What I have taken away from my time as a social worker is a strong understanding of systems, forced patience completing government forms and dealing with public servants, a solution-focused approach to life problems, and a love of unraveling the thoughts of people working with misfunctioning brains.
After a few years, we moved to the Netherlands. By this stage, my own father was showing signs of vascular dementia. We were very close and I could see the changes during our Skype calls. With a young family, I was restricted in my ability to travel to Australia to spend time with him in person. I did arrive a few days after he sustained a massive stroke that left him in the hospital where he died 6 months later. During the years of his decline before the final stroke, I wrote a book “Parental Guidance – Long Distance Care for Aging Parents” – that was a culmination of all my knowledge and experience of the healthcare system, and that offered some guidelines to remaining engaged in the care of a declining parent when you don’t live close to them. My goal was to give family members the skills to connect with the doctors and healthcare staff in hospitals, residential and community health workers, and other family members – to advocate for their parents when they are unable to do this for themselves. As it turns out, COVID-19 has extended the need for these skills.

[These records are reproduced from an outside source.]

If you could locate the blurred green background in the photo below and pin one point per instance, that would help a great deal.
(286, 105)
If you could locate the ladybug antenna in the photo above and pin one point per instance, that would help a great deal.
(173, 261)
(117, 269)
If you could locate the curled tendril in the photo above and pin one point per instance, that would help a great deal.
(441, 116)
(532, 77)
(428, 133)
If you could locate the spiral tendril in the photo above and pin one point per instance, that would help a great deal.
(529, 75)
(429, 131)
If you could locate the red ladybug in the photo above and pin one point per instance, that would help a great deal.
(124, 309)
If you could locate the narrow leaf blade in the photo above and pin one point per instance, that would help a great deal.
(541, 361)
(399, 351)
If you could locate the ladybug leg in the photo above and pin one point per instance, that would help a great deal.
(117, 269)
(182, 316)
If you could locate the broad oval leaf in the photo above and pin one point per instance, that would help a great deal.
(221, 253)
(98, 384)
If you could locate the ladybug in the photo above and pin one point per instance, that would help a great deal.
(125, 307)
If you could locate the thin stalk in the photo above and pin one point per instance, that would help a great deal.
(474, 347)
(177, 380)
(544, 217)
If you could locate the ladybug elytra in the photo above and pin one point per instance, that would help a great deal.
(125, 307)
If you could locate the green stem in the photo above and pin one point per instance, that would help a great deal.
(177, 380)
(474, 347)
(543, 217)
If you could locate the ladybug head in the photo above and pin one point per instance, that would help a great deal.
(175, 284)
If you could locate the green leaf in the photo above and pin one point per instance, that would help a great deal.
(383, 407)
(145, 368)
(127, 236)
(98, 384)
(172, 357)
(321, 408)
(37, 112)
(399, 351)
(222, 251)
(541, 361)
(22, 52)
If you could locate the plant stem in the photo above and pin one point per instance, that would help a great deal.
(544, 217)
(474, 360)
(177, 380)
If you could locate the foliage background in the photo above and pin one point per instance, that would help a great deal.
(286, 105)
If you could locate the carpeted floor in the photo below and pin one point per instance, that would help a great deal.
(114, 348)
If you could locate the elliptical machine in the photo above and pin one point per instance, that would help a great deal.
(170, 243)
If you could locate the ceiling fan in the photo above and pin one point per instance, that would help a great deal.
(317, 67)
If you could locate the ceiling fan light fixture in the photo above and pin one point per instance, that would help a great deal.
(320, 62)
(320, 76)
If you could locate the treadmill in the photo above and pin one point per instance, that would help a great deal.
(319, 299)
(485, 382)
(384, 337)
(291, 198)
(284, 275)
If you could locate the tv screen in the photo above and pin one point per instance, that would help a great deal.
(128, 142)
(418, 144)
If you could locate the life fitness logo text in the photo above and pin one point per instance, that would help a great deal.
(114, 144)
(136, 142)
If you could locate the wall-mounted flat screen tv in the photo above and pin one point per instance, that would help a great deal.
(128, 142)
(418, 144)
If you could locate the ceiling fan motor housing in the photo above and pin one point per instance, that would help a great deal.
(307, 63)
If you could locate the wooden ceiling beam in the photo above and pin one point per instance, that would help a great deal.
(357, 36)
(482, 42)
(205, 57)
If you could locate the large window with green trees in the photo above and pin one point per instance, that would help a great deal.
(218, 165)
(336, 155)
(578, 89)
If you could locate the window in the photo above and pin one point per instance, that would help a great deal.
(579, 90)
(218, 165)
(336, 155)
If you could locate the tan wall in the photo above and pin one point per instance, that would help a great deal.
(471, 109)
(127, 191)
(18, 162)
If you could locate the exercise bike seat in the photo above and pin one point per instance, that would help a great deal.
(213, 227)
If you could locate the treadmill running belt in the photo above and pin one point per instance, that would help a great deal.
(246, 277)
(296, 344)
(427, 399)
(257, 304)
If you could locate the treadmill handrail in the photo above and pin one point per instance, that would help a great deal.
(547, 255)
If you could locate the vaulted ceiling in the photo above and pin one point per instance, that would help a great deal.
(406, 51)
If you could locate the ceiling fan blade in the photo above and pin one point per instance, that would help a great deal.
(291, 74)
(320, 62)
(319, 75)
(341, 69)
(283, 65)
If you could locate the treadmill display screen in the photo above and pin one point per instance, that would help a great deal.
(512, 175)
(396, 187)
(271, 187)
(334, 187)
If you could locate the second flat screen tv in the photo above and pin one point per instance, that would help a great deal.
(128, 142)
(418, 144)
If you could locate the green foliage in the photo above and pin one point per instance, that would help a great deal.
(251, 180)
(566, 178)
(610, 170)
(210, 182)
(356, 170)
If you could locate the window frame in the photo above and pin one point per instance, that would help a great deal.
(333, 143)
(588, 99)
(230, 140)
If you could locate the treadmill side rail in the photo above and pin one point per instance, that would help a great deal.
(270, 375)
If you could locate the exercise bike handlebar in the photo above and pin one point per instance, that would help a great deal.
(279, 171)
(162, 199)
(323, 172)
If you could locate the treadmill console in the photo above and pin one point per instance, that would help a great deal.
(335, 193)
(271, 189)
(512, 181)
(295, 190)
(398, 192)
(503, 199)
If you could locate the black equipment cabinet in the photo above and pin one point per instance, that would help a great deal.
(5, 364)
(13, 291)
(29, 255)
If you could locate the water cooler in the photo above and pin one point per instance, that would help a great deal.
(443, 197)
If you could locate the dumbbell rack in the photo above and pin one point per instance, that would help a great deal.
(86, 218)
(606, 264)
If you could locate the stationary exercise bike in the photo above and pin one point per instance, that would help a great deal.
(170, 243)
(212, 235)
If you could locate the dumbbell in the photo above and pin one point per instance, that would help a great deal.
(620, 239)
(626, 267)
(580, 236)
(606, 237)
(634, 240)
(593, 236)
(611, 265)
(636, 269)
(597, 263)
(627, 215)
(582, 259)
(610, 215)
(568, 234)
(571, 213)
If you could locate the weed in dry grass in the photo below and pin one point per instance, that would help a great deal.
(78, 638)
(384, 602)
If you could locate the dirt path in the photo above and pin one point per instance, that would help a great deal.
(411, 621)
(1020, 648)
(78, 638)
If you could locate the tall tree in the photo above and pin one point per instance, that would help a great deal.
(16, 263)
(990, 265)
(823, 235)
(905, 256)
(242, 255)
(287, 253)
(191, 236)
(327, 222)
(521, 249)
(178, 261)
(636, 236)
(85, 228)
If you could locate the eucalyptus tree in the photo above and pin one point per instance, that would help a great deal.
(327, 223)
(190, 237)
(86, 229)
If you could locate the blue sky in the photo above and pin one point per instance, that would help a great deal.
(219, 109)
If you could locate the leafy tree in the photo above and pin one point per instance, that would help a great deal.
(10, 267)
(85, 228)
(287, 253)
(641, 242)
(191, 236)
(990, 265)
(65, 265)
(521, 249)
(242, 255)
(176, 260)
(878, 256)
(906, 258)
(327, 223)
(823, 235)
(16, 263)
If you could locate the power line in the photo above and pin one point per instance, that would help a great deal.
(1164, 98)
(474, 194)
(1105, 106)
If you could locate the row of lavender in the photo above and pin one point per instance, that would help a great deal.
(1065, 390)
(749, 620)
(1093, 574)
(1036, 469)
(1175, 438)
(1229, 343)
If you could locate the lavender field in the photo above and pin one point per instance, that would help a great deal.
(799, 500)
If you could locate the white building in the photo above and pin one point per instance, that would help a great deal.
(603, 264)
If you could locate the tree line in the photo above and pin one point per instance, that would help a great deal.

Finally, I now live in Prague. I no longer work as a social worker but continue to feel enraged by inequality, racially-based discrimination, underfunded healthcare services for the elderly, and the lack of a cure for all mental illnesses especially dementia. I miss making a difference. What I have taken away from my time as a social worker is a strong understanding of systems, forced patience completing government forms and dealing with public servants, a solution-focused approach to life problems, and a love of unraveling the thoughts of people working with misfunctioning brains.